What makes for a good data scientist? This is a question I asked a long time ago and am still trying to figure out the answer. Seven years ago, I wrote:
I was thinking about the people who I think are really good at data analysis and it occurred to me that they were all people I knew. So I started thinking about people that I don’t know (and there are many) but are equally good at data analysis. This turned out to be much harder than I thought. And I’m sure it’s not because they don’t exist, it’s just because I think good data analysis chops are hard to evaluate from afar using the standard methods by which we evaluate people.
Now that time has passed and I’ve had an opportunity to see what’s going on in the world of data science, what I think about good data scientists, and what seems to make for good data analysis, I have a few more ideas on what makes for a good data scientist. In particular, I think there are broadly five “tentpoles” for a good data scientist. Each tentpole represents a major area of activity that will to some extent be applied in any given data analysis.
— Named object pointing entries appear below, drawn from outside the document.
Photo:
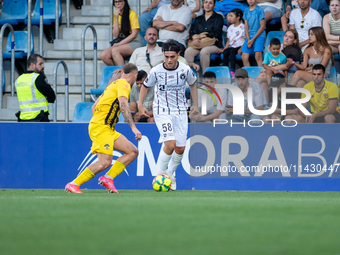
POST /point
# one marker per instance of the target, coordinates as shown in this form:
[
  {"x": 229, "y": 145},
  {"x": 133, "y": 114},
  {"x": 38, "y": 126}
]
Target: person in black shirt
[
  {"x": 33, "y": 91},
  {"x": 208, "y": 25}
]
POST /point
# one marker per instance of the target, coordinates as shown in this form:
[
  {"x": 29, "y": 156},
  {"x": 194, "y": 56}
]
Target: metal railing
[
  {"x": 2, "y": 31},
  {"x": 67, "y": 13},
  {"x": 56, "y": 19},
  {"x": 83, "y": 59},
  {"x": 29, "y": 22},
  {"x": 55, "y": 106}
]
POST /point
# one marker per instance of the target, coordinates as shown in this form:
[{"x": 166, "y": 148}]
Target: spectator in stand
[
  {"x": 318, "y": 5},
  {"x": 148, "y": 56},
  {"x": 33, "y": 91},
  {"x": 272, "y": 9},
  {"x": 272, "y": 59},
  {"x": 291, "y": 5},
  {"x": 258, "y": 99},
  {"x": 147, "y": 103},
  {"x": 331, "y": 25},
  {"x": 125, "y": 30},
  {"x": 293, "y": 53},
  {"x": 302, "y": 20},
  {"x": 278, "y": 81},
  {"x": 322, "y": 6},
  {"x": 235, "y": 39},
  {"x": 209, "y": 25},
  {"x": 213, "y": 111},
  {"x": 195, "y": 7},
  {"x": 255, "y": 25},
  {"x": 224, "y": 7},
  {"x": 324, "y": 99},
  {"x": 173, "y": 22},
  {"x": 317, "y": 52},
  {"x": 146, "y": 17}
]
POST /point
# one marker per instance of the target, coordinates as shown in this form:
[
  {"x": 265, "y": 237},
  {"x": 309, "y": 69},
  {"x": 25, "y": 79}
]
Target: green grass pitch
[{"x": 182, "y": 222}]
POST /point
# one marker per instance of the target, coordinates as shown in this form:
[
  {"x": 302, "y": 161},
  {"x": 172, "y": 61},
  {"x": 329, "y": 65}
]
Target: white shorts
[{"x": 172, "y": 127}]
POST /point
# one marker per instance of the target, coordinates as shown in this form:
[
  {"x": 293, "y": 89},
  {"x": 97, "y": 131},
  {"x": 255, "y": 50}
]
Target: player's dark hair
[
  {"x": 319, "y": 67},
  {"x": 209, "y": 74},
  {"x": 238, "y": 13},
  {"x": 33, "y": 59},
  {"x": 275, "y": 41},
  {"x": 128, "y": 68},
  {"x": 141, "y": 75},
  {"x": 125, "y": 25},
  {"x": 171, "y": 45}
]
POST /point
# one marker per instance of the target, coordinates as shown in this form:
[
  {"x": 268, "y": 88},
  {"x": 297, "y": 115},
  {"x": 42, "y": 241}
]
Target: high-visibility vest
[{"x": 31, "y": 101}]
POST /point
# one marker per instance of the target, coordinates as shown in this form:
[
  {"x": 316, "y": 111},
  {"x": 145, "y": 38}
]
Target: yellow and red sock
[{"x": 85, "y": 176}]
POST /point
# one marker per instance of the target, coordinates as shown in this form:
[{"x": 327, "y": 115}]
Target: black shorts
[{"x": 322, "y": 118}]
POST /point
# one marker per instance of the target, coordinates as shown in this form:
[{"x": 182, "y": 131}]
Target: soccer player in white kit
[{"x": 170, "y": 107}]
When I ask myself the question “What is data science?” I tend to think of the following five components. Data science is
My contention is that if you are a good data scientist, then you are good at all five of the tentpoles of data science. Conversely, if you are good at all five tentpoles, then you’ll likely be a good data scientist.
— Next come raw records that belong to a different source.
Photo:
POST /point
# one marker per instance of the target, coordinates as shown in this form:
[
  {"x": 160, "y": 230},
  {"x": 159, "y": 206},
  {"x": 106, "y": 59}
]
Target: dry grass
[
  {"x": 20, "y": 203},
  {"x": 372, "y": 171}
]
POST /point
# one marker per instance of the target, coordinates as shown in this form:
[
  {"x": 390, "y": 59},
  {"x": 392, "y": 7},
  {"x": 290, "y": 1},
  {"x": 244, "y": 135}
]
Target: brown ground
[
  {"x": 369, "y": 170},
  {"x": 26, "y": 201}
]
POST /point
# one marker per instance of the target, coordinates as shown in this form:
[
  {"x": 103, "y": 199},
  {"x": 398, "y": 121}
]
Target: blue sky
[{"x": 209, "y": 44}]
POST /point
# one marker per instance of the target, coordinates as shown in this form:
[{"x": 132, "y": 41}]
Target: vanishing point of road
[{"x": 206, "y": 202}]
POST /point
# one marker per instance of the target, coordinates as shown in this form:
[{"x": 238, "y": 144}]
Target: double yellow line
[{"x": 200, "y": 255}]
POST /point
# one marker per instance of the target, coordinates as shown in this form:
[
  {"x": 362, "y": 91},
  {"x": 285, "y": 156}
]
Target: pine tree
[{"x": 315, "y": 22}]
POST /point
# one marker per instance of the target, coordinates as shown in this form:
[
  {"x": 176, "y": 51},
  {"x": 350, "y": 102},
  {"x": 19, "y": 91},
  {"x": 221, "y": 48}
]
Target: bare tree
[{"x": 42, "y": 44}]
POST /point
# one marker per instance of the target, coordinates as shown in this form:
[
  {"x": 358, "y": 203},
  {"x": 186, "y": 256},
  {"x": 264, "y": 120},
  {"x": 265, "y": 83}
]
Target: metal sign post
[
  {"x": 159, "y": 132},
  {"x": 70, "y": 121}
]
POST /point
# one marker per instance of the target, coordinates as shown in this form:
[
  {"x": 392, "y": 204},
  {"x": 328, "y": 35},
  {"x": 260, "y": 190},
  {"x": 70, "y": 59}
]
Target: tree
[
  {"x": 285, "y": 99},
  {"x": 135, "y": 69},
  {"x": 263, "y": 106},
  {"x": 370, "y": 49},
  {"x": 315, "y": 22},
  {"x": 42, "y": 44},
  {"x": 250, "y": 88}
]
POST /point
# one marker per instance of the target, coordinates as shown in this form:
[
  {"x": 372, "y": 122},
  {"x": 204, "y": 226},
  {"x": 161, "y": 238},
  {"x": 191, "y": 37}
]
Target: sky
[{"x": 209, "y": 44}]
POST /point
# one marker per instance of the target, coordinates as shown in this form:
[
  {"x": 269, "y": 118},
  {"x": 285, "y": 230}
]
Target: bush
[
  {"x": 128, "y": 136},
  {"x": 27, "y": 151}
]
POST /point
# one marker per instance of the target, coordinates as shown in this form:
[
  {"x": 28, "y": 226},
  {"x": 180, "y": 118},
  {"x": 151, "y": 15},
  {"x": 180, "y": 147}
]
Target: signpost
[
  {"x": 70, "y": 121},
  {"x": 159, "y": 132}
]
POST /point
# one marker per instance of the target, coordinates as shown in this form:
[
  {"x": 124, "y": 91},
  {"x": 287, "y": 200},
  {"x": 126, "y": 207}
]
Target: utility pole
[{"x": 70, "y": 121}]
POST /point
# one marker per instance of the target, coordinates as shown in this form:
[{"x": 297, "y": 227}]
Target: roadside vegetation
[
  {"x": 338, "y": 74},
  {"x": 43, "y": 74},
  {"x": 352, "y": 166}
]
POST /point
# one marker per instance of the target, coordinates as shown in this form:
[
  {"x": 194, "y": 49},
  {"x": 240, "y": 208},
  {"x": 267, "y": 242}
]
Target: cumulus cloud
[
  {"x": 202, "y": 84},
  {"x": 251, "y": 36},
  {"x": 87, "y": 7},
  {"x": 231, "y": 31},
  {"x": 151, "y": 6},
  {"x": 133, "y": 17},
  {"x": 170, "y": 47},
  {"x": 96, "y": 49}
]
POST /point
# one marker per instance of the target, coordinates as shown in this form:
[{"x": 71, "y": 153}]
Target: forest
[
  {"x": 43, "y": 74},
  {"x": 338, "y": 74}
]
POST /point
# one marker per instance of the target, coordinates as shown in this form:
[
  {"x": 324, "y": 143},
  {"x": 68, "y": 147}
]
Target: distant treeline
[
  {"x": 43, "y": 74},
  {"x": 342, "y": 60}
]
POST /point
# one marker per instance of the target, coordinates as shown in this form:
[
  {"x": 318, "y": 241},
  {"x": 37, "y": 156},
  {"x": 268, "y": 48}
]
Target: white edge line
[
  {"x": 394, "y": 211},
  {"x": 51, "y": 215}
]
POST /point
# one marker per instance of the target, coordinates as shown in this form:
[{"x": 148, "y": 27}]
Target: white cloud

Listeners of my podcast know that Hilary Parker and I are fans of design thinking. Having recently spent eight episodes discussing Nigel Cross’s book Design Thinking, it’s clear I think this is a major component of good data analysis.
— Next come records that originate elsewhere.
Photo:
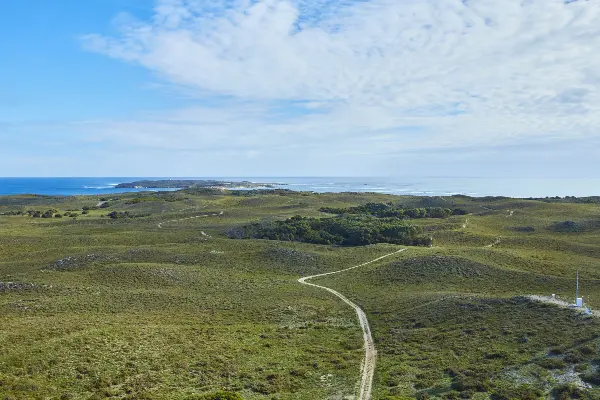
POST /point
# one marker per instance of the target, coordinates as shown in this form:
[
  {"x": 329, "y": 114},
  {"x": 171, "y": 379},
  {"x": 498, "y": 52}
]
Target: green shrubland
[{"x": 95, "y": 307}]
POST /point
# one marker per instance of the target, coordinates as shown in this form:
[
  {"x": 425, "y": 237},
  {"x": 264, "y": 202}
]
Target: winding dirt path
[{"x": 368, "y": 364}]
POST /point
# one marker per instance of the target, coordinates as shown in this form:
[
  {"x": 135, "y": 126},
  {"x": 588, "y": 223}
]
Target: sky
[{"x": 494, "y": 88}]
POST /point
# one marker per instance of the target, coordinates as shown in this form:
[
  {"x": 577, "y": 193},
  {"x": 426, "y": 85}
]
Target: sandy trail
[{"x": 368, "y": 365}]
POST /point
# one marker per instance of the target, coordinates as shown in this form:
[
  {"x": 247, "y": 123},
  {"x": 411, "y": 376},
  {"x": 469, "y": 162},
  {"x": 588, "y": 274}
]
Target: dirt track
[{"x": 368, "y": 365}]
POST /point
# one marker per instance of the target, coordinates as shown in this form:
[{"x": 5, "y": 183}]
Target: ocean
[{"x": 425, "y": 186}]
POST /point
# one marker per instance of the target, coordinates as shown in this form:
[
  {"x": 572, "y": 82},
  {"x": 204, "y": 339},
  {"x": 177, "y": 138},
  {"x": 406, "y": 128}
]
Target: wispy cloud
[{"x": 370, "y": 77}]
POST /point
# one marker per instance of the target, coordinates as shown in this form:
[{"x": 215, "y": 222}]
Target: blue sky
[{"x": 299, "y": 87}]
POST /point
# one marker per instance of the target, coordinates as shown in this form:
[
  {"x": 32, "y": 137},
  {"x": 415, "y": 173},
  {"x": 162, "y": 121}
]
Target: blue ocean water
[{"x": 428, "y": 186}]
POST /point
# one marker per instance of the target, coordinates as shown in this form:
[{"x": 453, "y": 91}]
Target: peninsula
[{"x": 190, "y": 183}]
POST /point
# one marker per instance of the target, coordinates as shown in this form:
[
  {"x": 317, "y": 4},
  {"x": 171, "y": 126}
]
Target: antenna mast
[{"x": 577, "y": 288}]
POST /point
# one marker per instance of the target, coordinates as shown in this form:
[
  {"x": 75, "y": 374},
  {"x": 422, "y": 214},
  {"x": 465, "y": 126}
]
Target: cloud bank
[{"x": 376, "y": 78}]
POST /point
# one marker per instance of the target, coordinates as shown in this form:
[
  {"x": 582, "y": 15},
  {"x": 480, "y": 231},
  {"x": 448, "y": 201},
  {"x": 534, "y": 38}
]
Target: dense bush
[
  {"x": 389, "y": 210},
  {"x": 217, "y": 396},
  {"x": 345, "y": 231}
]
The main focus here is developing a proper framing of a problem and homing in on the most appropriate question to ask. Many good data scientists are distinguished by their ability to think of a problem in a new way. Figuring out the best way to ask a question requires knowledge and consideration of the audience and what it is they need. I think it’s also important to frame the problem in a way that is personally interesting (if possible) so that you, as the analyst, are encouraged to look at the data analysis as a systems problem. This requires digging into all the details and looking into areas that others who are less interested might overlook. Finally, alternating between divergent and convergent thinking is useful for exploring the problem space via potential solutions (rough sketches), but also synthesizing many ideas and bringing oneself to focus on a specific question.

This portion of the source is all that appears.